Mission of the Anne Frank House
The Anne Frank House is an independent organisation dedicated to the preservation of the place where Anne Frank went into hiding and wrote her diary during the Second World War. The organisation brings the life story and the work of Anne Frank to the attention of as many people as possible worldwide, partly with the aim of raising awareness of the dangers of antisemitism, racism and discrimination and the importance of freedom, equal rights and democracy.
Read more about the way we interpret our mission in our annual report.

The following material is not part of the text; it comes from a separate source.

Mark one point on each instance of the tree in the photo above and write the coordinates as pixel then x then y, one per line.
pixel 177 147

Also read the 2018 Annual Report (pdf)
The strategic goals of the Anne Frank House are inspired by its mission, which essentially consists of two main tasks: informing the public, and education. These tasks are closely related.
The Anne Frank House
The Anne Frank House is a museum with a story behind it. The visitors experience this story through quotes, photos, film clips, and original items, such as the bookcase, the pictures in Anne’s room, and the diaries. The atmosphere in the museum is authentic and subdued.
Preserving the hiding place and opening it to the public is one of the main goals of the organisation.
Collection and research
The Secret Annex and the diaries of Anne Frank are the main elements of the Anne Frank collection. Of course, the collection also contains other special items, such as letters, pictures, and objects belonging to the Frank family, the other people in hiding, and the people who helped them. The Anne Frank House manages the collection and carries out historical research.
The Anne Frank House develops educational programmes and products, based on Anne’s life story. The material inspires young people from around the world and links into their lives.
In the life of Anne Frank, antisemitism, prejudice, unequal treatment, and the denial of human rights played an important role. The Anne Frank House puts these issues on the table to make young people aware of them and to change their attitude and view of the world.
Anne Frank Youth Network
Every year, we invite young people between the ages of 16 and 20 to get involved in the fight against prejudice and discrimination. When they join our Youth Team, they automatically become part of the Anne Frank Youth Network.
Teachers and other professionals
Teachers are frequently confronted with discrimination, prejudice, and stereotypes in their classrooms. And how do you cover topics such as the Holocaust and the persecution of the Jews in your lessons? Thousands of teachers in the Netherlands and abroad participate in our meetings, training courses, and workshops and become better equipped at handling these topics.
In addition, we provide training courses for other professionals dealing with the same issues, for instance within the police force or football clubs.
In over 70 countries the Anne Frank House is involved in telling the story of Anne Frank. We produce travelling exhibitions and do educational projects with our partners.